At the federal level, Trump's school tax credit could cost taxpayers more than $50 billion a year. That's double what the federal government spends on helping poor kids and students with disabilities.
I've covered a lot of priorities today. But these aren't the only things we should be doing.
This should go without saying, but we need to follow best practices informed by research and evidence-everywhere. That includes learning from consistent top performers like Massachusetts and New Jersey, and from the more recent successes in Mississippi and Louisiana.

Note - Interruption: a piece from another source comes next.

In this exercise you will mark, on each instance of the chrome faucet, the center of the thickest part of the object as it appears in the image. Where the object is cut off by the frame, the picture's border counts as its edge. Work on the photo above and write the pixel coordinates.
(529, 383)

Another given is that we must increase educators' salaries, which remain woefully low. That includes the assistants and aides who are the backbone of helping students with disabilities. And we must reduce class sizes, which remain incredibly high.
Supporting the public schools that 90 percent of America's students attend should be a bipartisan priority. We have tried to engage President Trump and his secretary of education. Last December, I sent the president a letter suggesting that we work together on an area I believed we both prioritized-CTE. He didn't bother to respond.
I wish this administration cared about this crucial moment for our children, but it doesn't, and we can't wait. The vision I've laid out today still can be realized in every district in every state across our country. And the AFT-and America's educators, healthcare workers and public employees-will be willing partners with anyone who will join us in helping our students thrive during this transformational moment.
As we celebrate the 250th anniversary of our nation, public schools remain-as the founders argued-essential to forging a pluralistic, unified nation that is stronger tomorrow than today. Indeed, I just wrote a book about this. By bringing together children of different races, religions, languages and cultures, public school classrooms are laboratories of democracy that forge bonds and bridge our differences-if we support and nourish them.
The 10-point plan I laid out today is grounded in what I've witnessed firsthand over the last two decades, visiting hundreds of schools and listening to thousands of educators, parents, young people and others. The plan addresses the enormity of the tech earthquake, dealing with screens and student-facing AI; creating an enforceable privacy standard for the use of AI in schools; calling for deep, classroom-relevant research in education; insisting on protections for intellectual property and academic freedom; and demanding a tech tax to compensate the country for the consequences.
We need a relentless, intentional focus on what our young people need: greater literacy, numeracy and civic engagement, and active learning that excites and engages them-all while ensuring their social and mental well-being and ability to form healthy relationships. Devices down, eyes up, hands-on.
Parents want their kids to be engaged and well-prepared. Young people want school to be relevant and interesting. Employers are desperate for talent. And America is crying out for a unifying vision.
America's teachers-as they always have-are doing noble work; they're showing up every day to help young people realize their potential and build our collective future. Today's students will be the ones who heal, help and lead us. They will be the environmental stewards, the innovators, the artists, the first responders and the teachers of tomorrow. The other side is trying to exploit the current crisis to destroy public education and pluralism as we know it. We have a different vision: to revitalize and reimagine public schools so every one of our students can harness their future and build the country they dream of.